There are some who may encounter a plateau when it comes to their weight loss efforts however. While you simply can’t diet forever, we’ve tackled the topic of keto weight loss plateaus in a separate article so you don’t end up giving up on it because your progress has slowed!
Additionally, understanding how to manage your hunger on a keto diet is important too; with the reduction in food volume (due to reduced wholegrains and fibrous, voluminous fruits and veggies) it is only natural that you may be feeling a bit hungrier.
- Increase your protein intake (pushing towards 30% of total energy intake if possible)
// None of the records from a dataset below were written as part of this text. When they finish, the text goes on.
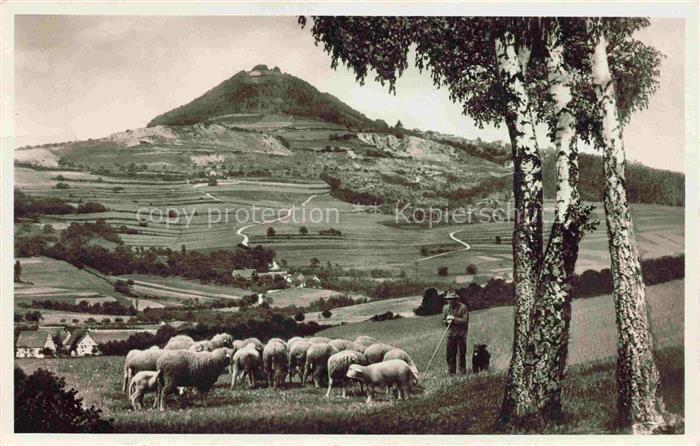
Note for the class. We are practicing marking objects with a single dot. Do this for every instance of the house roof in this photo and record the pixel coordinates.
(104, 336)
(32, 339)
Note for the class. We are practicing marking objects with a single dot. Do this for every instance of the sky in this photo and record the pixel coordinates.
(80, 77)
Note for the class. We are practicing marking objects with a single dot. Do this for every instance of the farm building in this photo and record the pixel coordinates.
(31, 344)
(88, 342)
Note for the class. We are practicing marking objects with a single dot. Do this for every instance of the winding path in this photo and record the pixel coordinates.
(284, 217)
(452, 236)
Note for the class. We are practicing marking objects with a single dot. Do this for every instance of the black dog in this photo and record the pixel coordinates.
(480, 358)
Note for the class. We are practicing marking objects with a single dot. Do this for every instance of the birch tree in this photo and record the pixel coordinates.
(639, 401)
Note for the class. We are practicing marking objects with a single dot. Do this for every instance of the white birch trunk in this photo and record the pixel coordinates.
(640, 405)
(527, 234)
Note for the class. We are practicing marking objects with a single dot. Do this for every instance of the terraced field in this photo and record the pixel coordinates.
(215, 217)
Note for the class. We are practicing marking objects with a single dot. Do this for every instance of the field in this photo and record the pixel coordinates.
(460, 405)
(220, 217)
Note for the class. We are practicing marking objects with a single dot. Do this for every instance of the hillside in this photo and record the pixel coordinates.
(263, 91)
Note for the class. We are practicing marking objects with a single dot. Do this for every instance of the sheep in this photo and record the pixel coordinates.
(297, 358)
(375, 353)
(338, 365)
(317, 361)
(344, 344)
(397, 353)
(318, 340)
(218, 341)
(258, 345)
(138, 360)
(275, 363)
(179, 342)
(293, 340)
(189, 369)
(366, 341)
(394, 371)
(143, 382)
(245, 361)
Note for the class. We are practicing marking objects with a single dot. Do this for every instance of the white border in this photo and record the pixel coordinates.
(687, 10)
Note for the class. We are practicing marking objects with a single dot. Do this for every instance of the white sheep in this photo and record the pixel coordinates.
(338, 366)
(181, 368)
(259, 346)
(136, 361)
(297, 358)
(381, 374)
(179, 342)
(375, 352)
(245, 362)
(143, 382)
(317, 361)
(366, 340)
(293, 340)
(275, 362)
(344, 344)
(318, 340)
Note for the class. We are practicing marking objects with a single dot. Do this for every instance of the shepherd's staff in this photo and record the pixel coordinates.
(436, 349)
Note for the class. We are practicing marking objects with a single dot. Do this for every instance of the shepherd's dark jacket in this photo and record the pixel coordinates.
(460, 323)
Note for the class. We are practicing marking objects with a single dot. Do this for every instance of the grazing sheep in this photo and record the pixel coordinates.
(397, 353)
(317, 361)
(258, 345)
(394, 371)
(338, 365)
(189, 369)
(293, 340)
(138, 360)
(179, 342)
(319, 340)
(275, 363)
(143, 382)
(366, 341)
(481, 358)
(297, 358)
(375, 353)
(245, 362)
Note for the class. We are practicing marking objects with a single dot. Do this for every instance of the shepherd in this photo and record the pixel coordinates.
(456, 316)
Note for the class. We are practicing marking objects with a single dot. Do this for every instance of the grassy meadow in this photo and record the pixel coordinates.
(447, 405)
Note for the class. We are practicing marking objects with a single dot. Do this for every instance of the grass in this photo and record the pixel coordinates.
(448, 405)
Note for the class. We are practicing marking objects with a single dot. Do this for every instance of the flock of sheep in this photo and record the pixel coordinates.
(184, 363)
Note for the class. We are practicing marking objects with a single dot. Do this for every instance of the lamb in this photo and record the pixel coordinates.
(138, 360)
(218, 341)
(344, 344)
(179, 342)
(143, 382)
(375, 353)
(317, 361)
(319, 340)
(189, 369)
(397, 353)
(293, 340)
(366, 341)
(394, 371)
(297, 358)
(338, 365)
(275, 363)
(245, 361)
(258, 345)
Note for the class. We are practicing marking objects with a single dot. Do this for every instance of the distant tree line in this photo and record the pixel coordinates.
(590, 283)
(32, 207)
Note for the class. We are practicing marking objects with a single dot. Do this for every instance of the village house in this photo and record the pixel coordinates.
(33, 344)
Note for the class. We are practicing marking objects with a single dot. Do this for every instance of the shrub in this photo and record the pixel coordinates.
(42, 404)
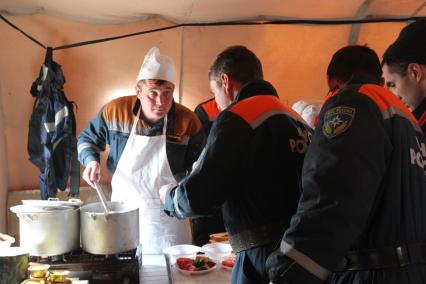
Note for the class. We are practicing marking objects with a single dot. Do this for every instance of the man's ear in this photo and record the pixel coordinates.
(332, 83)
(415, 71)
(138, 91)
(226, 83)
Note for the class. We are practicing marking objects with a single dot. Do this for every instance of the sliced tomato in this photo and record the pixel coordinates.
(184, 262)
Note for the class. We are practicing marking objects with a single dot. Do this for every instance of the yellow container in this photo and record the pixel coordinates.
(58, 276)
(38, 270)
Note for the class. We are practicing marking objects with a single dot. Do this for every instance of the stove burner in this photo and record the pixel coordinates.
(98, 269)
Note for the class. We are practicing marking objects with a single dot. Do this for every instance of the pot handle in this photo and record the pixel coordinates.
(27, 217)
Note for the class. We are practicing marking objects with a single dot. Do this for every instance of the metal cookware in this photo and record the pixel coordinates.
(13, 264)
(109, 233)
(48, 230)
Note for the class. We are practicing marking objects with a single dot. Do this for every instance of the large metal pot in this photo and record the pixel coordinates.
(115, 232)
(13, 265)
(47, 231)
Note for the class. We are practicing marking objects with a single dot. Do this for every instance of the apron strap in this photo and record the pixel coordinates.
(135, 122)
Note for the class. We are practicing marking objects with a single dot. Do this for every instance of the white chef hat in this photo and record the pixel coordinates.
(156, 66)
(308, 110)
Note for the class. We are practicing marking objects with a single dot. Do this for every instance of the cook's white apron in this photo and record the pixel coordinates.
(142, 169)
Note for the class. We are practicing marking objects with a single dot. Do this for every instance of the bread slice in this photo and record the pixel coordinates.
(219, 237)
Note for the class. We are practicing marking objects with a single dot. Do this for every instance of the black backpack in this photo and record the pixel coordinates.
(52, 142)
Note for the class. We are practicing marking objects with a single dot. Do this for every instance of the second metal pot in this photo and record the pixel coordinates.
(110, 233)
(48, 231)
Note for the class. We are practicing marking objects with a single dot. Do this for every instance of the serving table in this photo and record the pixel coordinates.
(154, 270)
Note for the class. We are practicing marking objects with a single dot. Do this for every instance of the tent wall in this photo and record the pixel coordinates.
(3, 168)
(294, 59)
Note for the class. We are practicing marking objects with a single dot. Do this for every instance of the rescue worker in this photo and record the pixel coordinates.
(308, 110)
(361, 217)
(250, 167)
(404, 69)
(203, 227)
(153, 141)
(207, 112)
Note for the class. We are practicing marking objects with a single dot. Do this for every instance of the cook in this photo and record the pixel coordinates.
(153, 141)
(250, 168)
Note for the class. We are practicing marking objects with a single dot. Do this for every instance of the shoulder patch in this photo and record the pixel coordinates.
(337, 120)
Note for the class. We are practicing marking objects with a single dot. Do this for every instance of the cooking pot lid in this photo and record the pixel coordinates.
(53, 202)
(38, 209)
(13, 251)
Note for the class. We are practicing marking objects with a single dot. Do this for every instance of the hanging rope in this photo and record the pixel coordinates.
(21, 31)
(239, 23)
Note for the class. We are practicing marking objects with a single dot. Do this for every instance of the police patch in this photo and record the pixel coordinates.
(337, 120)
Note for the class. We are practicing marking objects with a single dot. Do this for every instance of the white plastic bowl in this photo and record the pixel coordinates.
(174, 252)
(217, 251)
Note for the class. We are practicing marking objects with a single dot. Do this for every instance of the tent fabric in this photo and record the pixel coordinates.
(184, 11)
(294, 57)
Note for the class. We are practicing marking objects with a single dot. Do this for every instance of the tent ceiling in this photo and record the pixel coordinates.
(191, 11)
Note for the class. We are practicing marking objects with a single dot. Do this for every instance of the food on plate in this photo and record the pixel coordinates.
(229, 262)
(200, 263)
(219, 237)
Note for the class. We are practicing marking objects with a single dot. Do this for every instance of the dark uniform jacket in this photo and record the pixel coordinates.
(420, 114)
(364, 187)
(207, 112)
(114, 122)
(203, 227)
(250, 166)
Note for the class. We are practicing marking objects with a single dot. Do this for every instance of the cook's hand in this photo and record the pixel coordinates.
(92, 173)
(163, 191)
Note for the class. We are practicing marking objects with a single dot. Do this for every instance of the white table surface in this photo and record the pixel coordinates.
(154, 270)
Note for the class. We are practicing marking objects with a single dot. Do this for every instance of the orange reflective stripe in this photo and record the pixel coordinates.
(385, 100)
(211, 109)
(262, 106)
(422, 119)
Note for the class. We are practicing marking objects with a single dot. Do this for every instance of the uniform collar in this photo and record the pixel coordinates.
(255, 89)
(156, 127)
(418, 112)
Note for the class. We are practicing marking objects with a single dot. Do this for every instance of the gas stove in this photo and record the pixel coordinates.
(122, 268)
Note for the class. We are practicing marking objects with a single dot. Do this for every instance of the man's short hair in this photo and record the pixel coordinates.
(409, 47)
(355, 61)
(157, 82)
(238, 62)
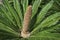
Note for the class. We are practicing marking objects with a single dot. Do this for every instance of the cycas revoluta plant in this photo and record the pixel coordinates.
(21, 21)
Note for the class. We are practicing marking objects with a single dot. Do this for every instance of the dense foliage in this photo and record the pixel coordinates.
(44, 24)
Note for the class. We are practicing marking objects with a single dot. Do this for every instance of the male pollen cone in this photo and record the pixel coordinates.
(27, 17)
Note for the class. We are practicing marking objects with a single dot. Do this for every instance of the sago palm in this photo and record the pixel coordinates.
(21, 20)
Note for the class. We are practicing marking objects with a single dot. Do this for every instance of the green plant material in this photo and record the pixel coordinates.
(49, 21)
(12, 14)
(8, 29)
(44, 11)
(45, 36)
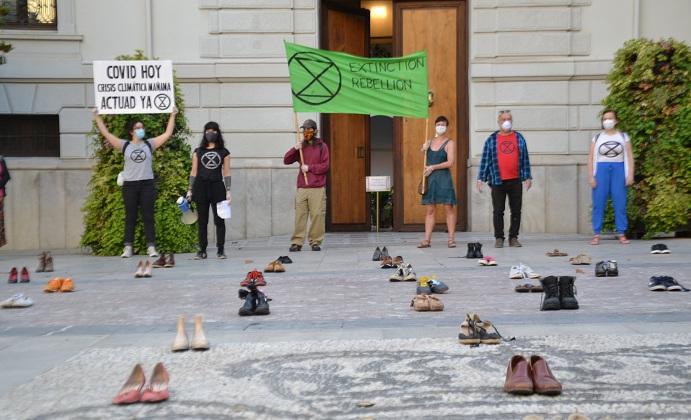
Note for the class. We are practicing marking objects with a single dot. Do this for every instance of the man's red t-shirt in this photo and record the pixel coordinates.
(507, 156)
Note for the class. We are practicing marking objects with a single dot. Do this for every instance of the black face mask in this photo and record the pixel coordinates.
(211, 136)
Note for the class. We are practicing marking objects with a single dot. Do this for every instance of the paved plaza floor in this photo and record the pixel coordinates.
(341, 340)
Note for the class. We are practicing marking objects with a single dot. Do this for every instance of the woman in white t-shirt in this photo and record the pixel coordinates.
(611, 167)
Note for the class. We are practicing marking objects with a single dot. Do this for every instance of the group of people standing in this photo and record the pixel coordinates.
(505, 167)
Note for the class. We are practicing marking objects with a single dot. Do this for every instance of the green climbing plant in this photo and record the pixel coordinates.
(650, 88)
(104, 212)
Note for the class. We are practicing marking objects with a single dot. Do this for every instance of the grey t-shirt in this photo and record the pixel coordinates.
(138, 161)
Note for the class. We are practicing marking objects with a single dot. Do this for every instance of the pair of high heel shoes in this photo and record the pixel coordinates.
(133, 391)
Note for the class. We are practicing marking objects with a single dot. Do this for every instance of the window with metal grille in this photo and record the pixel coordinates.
(30, 135)
(31, 14)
- Ensure you’re getting adequate fiber intake (The American Heart Association recommends are between 25 to 30g a day; this is where a fiber powder supplement may come in handy!)
- Ensure you’re adequately hydrated and even throw in some carbonated zero kcal drinks to help improve your satiety if you are still struggling!
- Ensure you’re getting quality sleep and around 7 to 8 hours if you can (8 hours preferably!)
- Ensure you’re managing the stressors in your life well
- Exercise every day (at least 30 minutes of relatively intense work)
Read Also: How To Overcome Keto Weight Loss Plateau
If you’re going out, plan in advance; we have a range of keto based articles for suitable options when eating out at different restaurants and takeaways!
Use the keto guide for beginners and resources such as this to determine which fruits and vegetables will be suitable for you and which you can incorporate.
Read up on keto-friendly recipes and books too; nothing helps more with dieting than being excited for what you’re going to eat!
But, ultimately, practice patience and compassion; don’t critique yourself for getting it wrong, that’s a predictor of future failure! Plan, learn, understand and slowly incorporate.